Current Relationship Investment
You probably think you’re a good friend. A decent partner. Someone who cares about their people.
And you probably do care. Caring isn’t the issue. Investment is.
There’s a massive gap between caring about someone and investing in the relationship. Caring is a feeling. Investment is behavior. And behavior is what the other person experiences. They can’t feel your caring. They can only see what you do.
The Investment Audit
Investment in a relationship means three things:
Time. Not time spent near each other. Time spent in actual contact — talking, doing things together, being present with each other. Scrolling your phone while your partner watches TV in the same room doesn’t count. Being in a group chat where you mostly lurk doesn’t count.
Attention. When you are with this person, where is your attention? On them? On your phone? On what you’re going to say next? On the clock? Full attention is rare, and people can feel the difference. Someone who gives you twenty minutes of full attention creates more connection than someone who gives you three hours of half-attention.
Initiative. Do you reach out? Do you suggest things? Do you follow up? Or do you wait for the other person to do all of that? Most people think they initiate more than they do. Track it for a week and the reality usually surprises people.
Where the Gap Lives
The gap between what you think you invest and what you invest tends to hide in a few places.
Busyness. “I’ve been so busy” is the universal excuse for not investing. But busyness is a choice. You found time for everything else that mattered to you. The question is whether this relationship made the cut.
Assumption of continuity. “They know I care.” Maybe. But relationships aren’t savings accounts where deposits from three years ago still earn interest. Connection requires current deposits. The person you haven’t called in six months isn’t experiencing your care. They’re experiencing your absence.

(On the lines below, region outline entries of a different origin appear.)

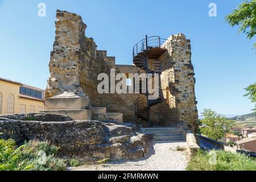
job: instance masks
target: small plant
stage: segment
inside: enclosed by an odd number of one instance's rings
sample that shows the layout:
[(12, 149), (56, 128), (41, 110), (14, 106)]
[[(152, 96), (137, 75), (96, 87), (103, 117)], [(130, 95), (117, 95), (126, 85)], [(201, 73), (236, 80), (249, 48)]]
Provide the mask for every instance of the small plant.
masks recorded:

Mental versus actual. You think about calling someone. You intend to text them back. You plan to spend quality time this weekend. None of that is investment. It’s intention. Intention without action is just wishful thinking with extra steps.
The Uncomfortable Part
When you do this audit honestly, you’ll probably discover that you invest less than you thought. That some relationships you consider important are running on fumes. That you’ve been coasting — assuming the connection would maintain itself while you focused elsewhere.
This isn’t cause for guilt. Guilt is useless here. It’s cause for information. You now know where you stand, not where you imagined you stood.
From accurate information, you can make real decisions. From illusion, you can only make accidental ones.
Today’s Practice
Pick your five most important relationships. Partner, family members, close friends — whoever matters most to you.
For each one, rate yourself honestly on three scales, 1-10:
Time: How much actual contact time do you give this relationship per week? (1 = almost none, 10 = daily meaningful contact)
Attention: When you’re with this person, how present are you? (1 = mostly distracted, 10 = fully engaged)
Initiative: How often do you reach out, suggest, follow up? (1 = never initiate, 10 = regularly initiate)
Write down the numbers. Look at them.
If any relationship scores below 5 on all three, that relationship is running on inertia. It’s surviving on what was built before, not on anything happening now.
Pick one relationship where the gap between what you care and what you invest is widest. That’s your focus for this unit.